The News-Dispatch
Maybe it's nothing more than the "not in my back yard" syndrome, but the growing protest in La Porte County over proposed development is alarming.
It doesn't seem to matter if it's a condominium project in Michigan City, a commercial development in downtown La Porte or a transportation hub near Union Mills, there seems to be opposition to almost anything new.
Change is always difficult, but the attitude that seems to be imbedded in La Porte County that any change is bad is becoming a roadblock for progress.
One of the members of the anti-intermodal group Stop Intermodals - Save Our County summed up that attitude perfectly: "I'm not in favor of it because the emphasis is on jobs. In La Porte County, we need more than jobs. We need a safe, quiet place to live more than we need jobs. La Porte County has always been a nice place to live. People have gone other places to work."
And that is the reason La Porte County finds itself in the position it is in today.
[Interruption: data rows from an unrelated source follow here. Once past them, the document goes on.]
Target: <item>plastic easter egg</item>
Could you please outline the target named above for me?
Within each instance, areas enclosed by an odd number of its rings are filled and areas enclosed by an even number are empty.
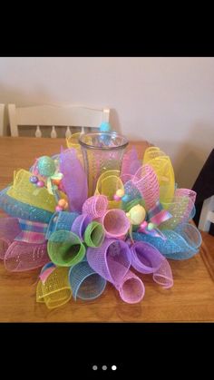
[[[55,207],[55,211],[56,212],[60,212],[60,211],[63,211],[63,207],[60,207],[60,206]]]
[[[120,198],[123,197],[123,195],[124,195],[124,190],[123,190],[122,189],[119,189],[119,190],[116,191],[116,195],[117,195],[118,197],[120,197]]]
[[[101,132],[109,132],[111,130],[110,123],[108,122],[102,122],[100,125]]]
[[[153,229],[155,228],[155,224],[149,223],[147,228],[148,228],[149,231],[151,231],[151,229]]]
[[[30,177],[31,183],[37,183],[38,180],[39,180],[39,179],[35,175],[33,175],[33,176]]]
[[[44,180],[39,180],[39,181],[36,183],[36,186],[38,186],[38,188],[44,188]]]
[[[66,200],[59,200],[58,201],[58,206],[63,207],[63,209],[65,207],[66,205]]]
[[[113,200],[116,200],[117,202],[119,202],[121,200],[121,197],[118,197],[117,194],[114,194]]]
[[[123,195],[123,197],[122,198],[122,200],[123,202],[128,202],[130,200],[130,197],[128,194]]]
[[[54,161],[48,156],[40,157],[38,160],[38,171],[44,177],[51,177],[55,172]]]
[[[129,214],[130,214],[131,223],[133,224],[134,226],[137,226],[144,220],[145,216],[146,216],[146,211],[142,206],[138,204],[136,206],[133,206],[130,209]]]

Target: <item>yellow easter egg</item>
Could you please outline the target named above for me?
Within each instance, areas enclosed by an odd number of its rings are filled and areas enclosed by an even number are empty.
[[[134,226],[141,224],[146,217],[145,209],[139,204],[136,206],[133,206],[130,209],[129,214],[130,214],[131,223],[133,224]]]
[[[119,190],[116,191],[116,195],[117,195],[118,197],[120,197],[120,198],[123,197],[123,195],[124,195],[124,190],[123,190],[122,189],[119,189]]]

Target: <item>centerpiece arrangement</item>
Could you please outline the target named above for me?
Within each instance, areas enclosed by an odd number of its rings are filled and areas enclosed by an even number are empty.
[[[48,308],[94,299],[107,282],[124,302],[141,302],[145,276],[170,288],[168,259],[199,252],[196,193],[177,186],[160,148],[141,161],[127,146],[114,132],[73,135],[0,191],[0,259],[11,272],[41,268],[36,301]]]

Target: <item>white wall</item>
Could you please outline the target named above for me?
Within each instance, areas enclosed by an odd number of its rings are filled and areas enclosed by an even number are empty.
[[[181,187],[214,148],[214,58],[0,58],[0,102],[108,106],[113,129],[170,154]]]

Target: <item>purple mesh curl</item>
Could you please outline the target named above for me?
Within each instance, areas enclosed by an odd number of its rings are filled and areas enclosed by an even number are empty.
[[[106,239],[102,247],[88,248],[87,260],[96,273],[118,286],[130,268],[131,253],[124,241]]]
[[[74,149],[61,151],[60,171],[63,174],[62,183],[68,197],[70,210],[81,212],[83,204],[87,199],[88,183]]]
[[[0,259],[4,259],[8,247],[21,231],[17,218],[0,218]]]

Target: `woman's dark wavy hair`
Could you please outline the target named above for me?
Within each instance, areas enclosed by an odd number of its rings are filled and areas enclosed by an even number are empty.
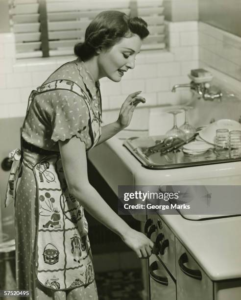
[[[149,34],[147,25],[141,18],[128,17],[116,10],[102,11],[87,27],[85,41],[75,45],[74,54],[85,61],[97,55],[97,50],[110,48],[122,38],[133,34],[141,40]]]

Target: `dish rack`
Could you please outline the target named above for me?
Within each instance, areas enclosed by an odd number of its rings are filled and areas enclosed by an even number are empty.
[[[177,152],[169,151],[164,154],[158,151],[147,155],[145,154],[147,148],[157,145],[165,137],[164,135],[132,137],[126,140],[123,146],[131,152],[144,167],[151,169],[176,169],[241,160],[241,156],[230,157],[228,150],[219,152],[217,152],[214,149],[209,149],[205,153],[195,155],[184,153],[181,149]]]

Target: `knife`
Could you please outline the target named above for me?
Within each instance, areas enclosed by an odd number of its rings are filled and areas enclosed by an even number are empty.
[[[166,149],[165,151],[162,151],[162,153],[164,154],[165,153],[166,153],[167,152],[170,152],[170,151],[173,151],[173,150],[178,150],[180,147],[181,147],[182,146],[183,146],[185,144],[188,144],[190,142],[192,142],[192,141],[193,141],[193,140],[195,139],[195,138],[196,137],[196,134],[194,134],[194,135],[192,136],[191,138],[188,139],[188,140],[187,140],[187,141],[182,140],[181,142],[179,142],[177,144],[172,145],[172,147],[168,148],[168,149]]]

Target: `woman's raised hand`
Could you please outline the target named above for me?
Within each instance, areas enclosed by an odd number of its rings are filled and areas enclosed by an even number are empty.
[[[147,258],[151,255],[154,243],[143,233],[129,227],[121,238],[139,258]]]
[[[139,96],[141,92],[141,91],[139,91],[130,94],[122,104],[117,120],[122,128],[127,127],[130,124],[137,105],[141,102],[145,103],[145,99]]]

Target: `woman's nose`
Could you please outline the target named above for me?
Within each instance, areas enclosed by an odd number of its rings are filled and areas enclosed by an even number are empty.
[[[129,61],[126,64],[126,66],[129,69],[134,69],[135,68],[135,59],[130,59]]]

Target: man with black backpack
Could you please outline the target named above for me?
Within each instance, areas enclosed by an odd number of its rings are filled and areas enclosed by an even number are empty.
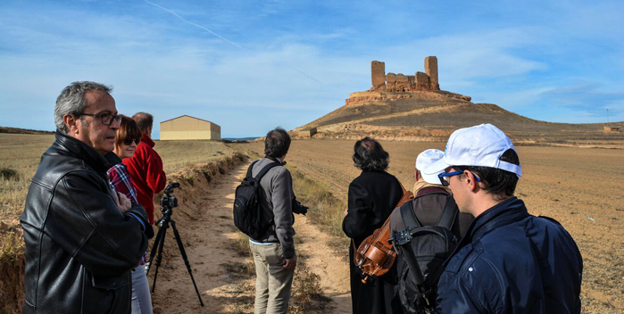
[[[442,264],[472,221],[472,216],[459,212],[451,191],[440,185],[437,174],[422,173],[444,155],[437,149],[428,149],[418,155],[415,197],[395,209],[390,216],[390,234],[395,236],[394,245],[398,252],[398,294],[407,314],[422,312],[426,302],[433,308],[436,286],[444,270]],[[414,280],[413,272],[421,272],[424,282]]]
[[[475,220],[445,262],[436,312],[580,313],[578,247],[513,196],[522,170],[509,137],[491,124],[458,129],[423,173],[441,170],[440,183]]]
[[[264,140],[265,157],[249,167],[237,188],[235,225],[249,236],[255,263],[255,314],[286,313],[296,254],[293,236],[293,179],[284,167],[290,136],[281,128]]]

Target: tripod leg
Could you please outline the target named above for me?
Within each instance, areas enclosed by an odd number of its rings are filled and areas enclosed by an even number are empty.
[[[191,276],[191,280],[193,281],[193,286],[195,286],[195,292],[197,293],[197,298],[199,298],[199,304],[204,306],[204,302],[202,301],[202,296],[199,293],[199,289],[197,289],[197,285],[195,283],[195,278],[193,277],[193,272],[191,271],[191,264],[188,262],[188,258],[187,257],[187,252],[184,251],[184,245],[182,244],[182,239],[179,237],[179,233],[176,227],[176,222],[171,219],[171,227],[173,228],[173,235],[176,236],[176,242],[178,242],[178,247],[179,247],[179,252],[182,253],[182,259],[184,260],[184,264],[187,265],[187,270],[188,270],[188,275]],[[155,282],[154,277],[154,282]]]
[[[165,229],[162,227],[158,228],[156,239],[154,240],[154,244],[152,244],[152,251],[149,253],[149,260],[146,263],[146,274],[149,273],[149,269],[150,267],[152,267],[152,260],[154,260],[154,257],[156,256],[156,251],[158,251],[158,246],[161,244],[161,240],[164,240],[164,236],[162,236],[162,234],[164,234],[164,230]]]
[[[162,260],[162,248],[164,247],[165,235],[167,234],[167,228],[169,227],[169,221],[165,220],[161,226],[162,230],[162,237],[161,238],[161,244],[158,246],[158,254],[156,255],[156,271],[154,273],[154,283],[152,284],[152,293],[156,290],[156,279],[158,278],[158,269],[161,267],[161,261]],[[160,232],[160,230],[159,230]]]

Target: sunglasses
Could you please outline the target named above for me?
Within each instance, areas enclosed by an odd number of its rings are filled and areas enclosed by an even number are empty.
[[[439,175],[437,175],[437,178],[440,179],[440,183],[443,186],[448,186],[451,184],[451,177],[459,176],[462,173],[463,173],[463,170],[453,171],[453,172],[445,172],[445,173],[440,173]],[[470,173],[472,173],[472,172],[470,172]],[[477,177],[474,173],[472,173],[472,176],[475,177],[475,180],[477,180],[477,182],[481,182],[481,179],[478,177]]]
[[[132,144],[132,142],[134,142],[136,145],[138,145],[138,143],[141,142],[141,139],[140,138],[129,138],[129,137],[126,137],[123,139],[124,145],[129,146]]]

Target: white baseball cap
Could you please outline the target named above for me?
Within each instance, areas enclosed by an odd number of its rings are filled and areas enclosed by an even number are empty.
[[[515,151],[512,140],[489,123],[460,128],[448,138],[444,157],[420,171],[433,175],[452,166],[478,166],[500,169],[520,178],[520,165],[500,160],[509,149]]]
[[[438,171],[437,173],[431,173],[431,174],[425,174],[422,170],[431,165],[432,163],[439,161],[442,159],[442,157],[445,156],[445,152],[440,151],[439,149],[428,149],[423,151],[422,153],[418,154],[418,157],[416,157],[416,169],[420,170],[420,175],[422,175],[422,178],[427,181],[427,183],[430,183],[432,185],[439,185],[440,184],[440,179],[437,178],[437,175],[440,173],[444,173],[445,170],[442,169],[441,171]]]

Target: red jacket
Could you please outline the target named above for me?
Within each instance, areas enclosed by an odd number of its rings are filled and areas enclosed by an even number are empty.
[[[162,170],[162,160],[152,148],[154,145],[154,141],[144,134],[132,158],[123,160],[137,188],[138,203],[146,209],[149,222],[153,225],[154,194],[162,191],[167,185],[167,177]]]

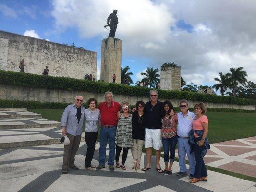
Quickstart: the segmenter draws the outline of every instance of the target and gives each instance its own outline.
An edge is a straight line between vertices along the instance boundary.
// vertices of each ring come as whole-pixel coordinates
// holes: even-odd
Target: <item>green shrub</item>
[[[31,88],[86,91],[94,93],[111,91],[114,94],[135,96],[149,95],[149,88],[128,86],[117,84],[95,82],[69,77],[53,77],[0,70],[0,83]],[[232,96],[200,94],[196,92],[180,91],[167,91],[158,89],[161,98],[169,99],[185,98],[193,101],[200,101],[218,103],[238,105],[256,105],[256,100]]]

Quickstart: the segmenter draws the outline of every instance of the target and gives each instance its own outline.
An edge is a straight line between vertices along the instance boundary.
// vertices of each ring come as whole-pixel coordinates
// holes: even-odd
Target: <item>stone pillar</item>
[[[100,79],[105,82],[112,83],[112,77],[115,74],[115,83],[121,81],[121,58],[122,41],[119,39],[109,37],[101,42],[101,65]]]
[[[181,90],[181,68],[178,66],[161,67],[160,88],[163,90]]]

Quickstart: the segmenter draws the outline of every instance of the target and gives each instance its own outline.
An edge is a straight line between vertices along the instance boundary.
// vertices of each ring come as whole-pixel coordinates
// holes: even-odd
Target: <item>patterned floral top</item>
[[[177,135],[177,124],[178,117],[176,113],[174,113],[173,116],[169,116],[167,118],[164,116],[163,118],[162,118],[162,137],[170,138]]]
[[[117,123],[115,143],[119,147],[132,148],[134,146],[132,138],[132,114],[129,114],[128,117],[125,117],[121,113],[120,118]]]

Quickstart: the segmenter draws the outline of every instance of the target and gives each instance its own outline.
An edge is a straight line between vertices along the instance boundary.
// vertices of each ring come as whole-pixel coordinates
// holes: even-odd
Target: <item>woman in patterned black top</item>
[[[126,170],[124,166],[127,157],[129,148],[133,147],[133,141],[132,138],[132,116],[129,113],[128,103],[123,102],[121,106],[121,111],[117,114],[118,122],[116,133],[115,143],[116,144],[116,167],[121,167],[123,170]],[[119,156],[121,150],[123,150],[122,164],[119,163]]]

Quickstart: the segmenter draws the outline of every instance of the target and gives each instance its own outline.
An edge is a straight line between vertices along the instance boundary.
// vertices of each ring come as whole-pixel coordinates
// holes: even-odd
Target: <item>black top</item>
[[[78,123],[77,123],[77,124],[78,124],[80,121],[81,116],[82,115],[81,112],[81,107],[80,108],[76,108],[76,109],[77,109],[76,110],[76,117],[77,118],[77,120],[78,120]]]
[[[146,117],[144,113],[141,117],[139,116],[138,111],[132,113],[132,124],[133,125],[133,132],[132,137],[133,139],[144,140],[145,138],[145,128],[146,127]]]
[[[146,115],[146,128],[152,129],[162,128],[162,108],[163,102],[158,100],[154,106],[151,105],[151,101],[146,103],[145,110]]]

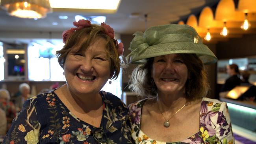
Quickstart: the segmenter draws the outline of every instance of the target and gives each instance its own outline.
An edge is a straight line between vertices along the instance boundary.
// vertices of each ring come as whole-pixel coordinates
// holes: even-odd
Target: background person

New, high-paying jobs aren't being created for our young people to encourage them to stay in La Porte County. And because many La Porte County residents go elsewhere to work, the county doesn't get the benefit of the taxes those businesses pay to support the vital services we all need.
The fact is change is coming to La Porte County. Our location in Northwest Indiana makes the area a prime target for developers.
Because of that inevitability, La Porte County officials are trying to plan for the future. At a meeting Thursday night at Purdue University-North Central, details of a 75-page development plan for the county from Duncan Associates of Muncie, Ind., were discussed. It is the first step on a new master plan for the county.
The proposal is a common sense approach to development, including the idea that residential development should be near communities with water and sewer, and not out in the county where those developments would need septic systems. Large development in the county, like the proposed intermodal, would be able to install their own sewer system, something that nearby homes could tie into so they wouldn't have to remain on a septic system.
Right now, much of the talk about development is just that. Much planning needs to take place before work starts on any development, but development proposals should not be dismissed merely because things will be different than they are now.